42. Four months after Woodstock, Max Yasgur was sued by his neighbours for property damage supposedly caused by festival-goers. The damage to his own property was far worse though, and a year later he was awarded a $50,000 settlement. 

43. Less than two years after the festival, Yasgur sold the farm. In 1973, he died of a heart attack, aged 53. Rolling Stone accorded him a full-page obituary, one of the few non-musicians to receive such a tribute. 

44. Michael Wadleigh’s acclaimed documentary, Woodstock, was released in 1970, edited by Thelma Schoonmaker and one Martin Scorsese.
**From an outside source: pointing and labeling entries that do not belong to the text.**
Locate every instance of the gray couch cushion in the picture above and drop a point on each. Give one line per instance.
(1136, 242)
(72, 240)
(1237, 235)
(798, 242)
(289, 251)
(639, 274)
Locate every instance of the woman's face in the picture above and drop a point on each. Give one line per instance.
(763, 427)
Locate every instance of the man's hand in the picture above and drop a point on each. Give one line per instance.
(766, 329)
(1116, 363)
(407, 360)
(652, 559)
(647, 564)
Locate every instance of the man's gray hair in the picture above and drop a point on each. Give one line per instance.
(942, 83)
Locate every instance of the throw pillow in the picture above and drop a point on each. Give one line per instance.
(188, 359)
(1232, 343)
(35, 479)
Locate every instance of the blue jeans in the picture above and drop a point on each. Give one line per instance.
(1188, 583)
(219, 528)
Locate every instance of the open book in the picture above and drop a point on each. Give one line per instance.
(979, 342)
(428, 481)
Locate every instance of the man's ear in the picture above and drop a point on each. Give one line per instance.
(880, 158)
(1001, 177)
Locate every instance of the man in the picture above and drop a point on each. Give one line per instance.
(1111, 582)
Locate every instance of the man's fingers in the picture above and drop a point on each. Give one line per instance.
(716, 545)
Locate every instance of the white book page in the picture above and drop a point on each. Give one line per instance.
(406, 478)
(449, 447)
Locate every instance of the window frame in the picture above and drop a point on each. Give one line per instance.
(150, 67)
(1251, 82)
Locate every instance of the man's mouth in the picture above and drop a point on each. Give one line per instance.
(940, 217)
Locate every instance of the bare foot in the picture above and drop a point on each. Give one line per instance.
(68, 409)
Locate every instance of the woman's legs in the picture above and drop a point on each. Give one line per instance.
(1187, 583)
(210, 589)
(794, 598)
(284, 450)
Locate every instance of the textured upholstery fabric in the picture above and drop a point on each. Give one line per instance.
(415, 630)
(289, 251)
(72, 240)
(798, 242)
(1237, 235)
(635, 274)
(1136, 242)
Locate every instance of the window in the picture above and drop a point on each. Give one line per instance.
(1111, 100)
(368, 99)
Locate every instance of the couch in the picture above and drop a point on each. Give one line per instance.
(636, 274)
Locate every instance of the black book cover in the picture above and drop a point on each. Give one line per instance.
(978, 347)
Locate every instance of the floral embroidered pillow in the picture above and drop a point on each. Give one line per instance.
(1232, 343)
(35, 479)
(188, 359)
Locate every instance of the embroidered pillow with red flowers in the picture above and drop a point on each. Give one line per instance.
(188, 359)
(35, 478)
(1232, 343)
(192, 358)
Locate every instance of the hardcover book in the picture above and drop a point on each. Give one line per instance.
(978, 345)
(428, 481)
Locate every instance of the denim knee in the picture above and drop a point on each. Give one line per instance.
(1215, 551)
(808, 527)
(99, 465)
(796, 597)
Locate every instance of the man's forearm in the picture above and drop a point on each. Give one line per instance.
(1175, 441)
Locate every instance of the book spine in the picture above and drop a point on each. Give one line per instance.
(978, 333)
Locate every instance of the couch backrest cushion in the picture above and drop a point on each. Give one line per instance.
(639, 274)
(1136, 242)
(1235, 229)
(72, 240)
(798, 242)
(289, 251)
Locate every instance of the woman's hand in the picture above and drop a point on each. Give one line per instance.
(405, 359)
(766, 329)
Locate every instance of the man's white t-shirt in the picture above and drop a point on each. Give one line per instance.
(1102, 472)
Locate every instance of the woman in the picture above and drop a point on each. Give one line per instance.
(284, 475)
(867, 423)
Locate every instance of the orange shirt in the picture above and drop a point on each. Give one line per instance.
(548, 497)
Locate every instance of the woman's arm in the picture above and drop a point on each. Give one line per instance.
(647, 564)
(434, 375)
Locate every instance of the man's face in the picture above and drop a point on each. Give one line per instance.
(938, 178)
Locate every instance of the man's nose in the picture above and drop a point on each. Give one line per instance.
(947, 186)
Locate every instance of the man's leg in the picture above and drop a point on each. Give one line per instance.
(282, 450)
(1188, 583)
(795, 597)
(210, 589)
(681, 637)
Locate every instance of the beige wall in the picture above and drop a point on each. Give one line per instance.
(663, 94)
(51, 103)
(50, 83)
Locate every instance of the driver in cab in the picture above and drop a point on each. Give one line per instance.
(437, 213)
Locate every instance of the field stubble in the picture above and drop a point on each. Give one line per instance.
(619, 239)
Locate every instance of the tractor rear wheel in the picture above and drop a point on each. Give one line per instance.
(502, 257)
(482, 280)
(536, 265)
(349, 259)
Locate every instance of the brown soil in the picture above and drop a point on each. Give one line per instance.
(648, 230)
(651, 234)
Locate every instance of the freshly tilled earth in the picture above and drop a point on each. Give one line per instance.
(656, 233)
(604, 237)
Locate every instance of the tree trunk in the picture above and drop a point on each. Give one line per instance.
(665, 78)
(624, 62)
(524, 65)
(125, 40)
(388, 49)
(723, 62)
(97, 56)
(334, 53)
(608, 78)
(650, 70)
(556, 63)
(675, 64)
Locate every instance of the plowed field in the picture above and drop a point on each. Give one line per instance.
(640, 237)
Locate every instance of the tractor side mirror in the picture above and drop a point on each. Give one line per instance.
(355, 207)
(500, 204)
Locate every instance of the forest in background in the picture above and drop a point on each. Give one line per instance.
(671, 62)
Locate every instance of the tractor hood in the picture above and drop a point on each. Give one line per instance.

The film won an Oscar for Best Documentary Feature. The US Library of Congress has since deemed the film “culturally significant”. 

45. The 27-year-old Wadleigh was a Columbia University dropout who had given up neurology to become a filmmaker. At Woodstock, he shot 315,000ft of film. 

46. Wadleigh went on to release Janis in 1974, a rock doc on Janis Joplin with performance footage of Big Brother And The Holding Company, Kosmic Blues Band and the Full Tilt Boogie Band. 

47. In early 1970, an investigation by the State Attorney General’s office ended with Woodstock Ventures being forced to make refunds on 12,000- 18,000 tickets. The tickets were sold to people unable to attend the festival because the roads were closed. 

48. A total of 80 lawsuits were filed after the concert. In one instance, the filmmakers and distributors were sued by the man interviewed while cleaning the Port-O-San portable latrines. The grounds for his complaint? Mental anguish, embarrassment, public ridicule and invasion of privacy. 

49. During Neil Young’s 1979 US tour, loudspeaker announcements from the original Woodstock festival were broadcast in between the songs, including the one about “brown acid”. This bizarre scenario is captured on Young’s Rust Never Sleeps concert film. 

50. In 1996, US billionaire Alan Gerry (once listed by Forbes among the 300 richest Americans) reportedly forked out $1m for the 73.5-acre natural amphitheatre section of the Woodstock site.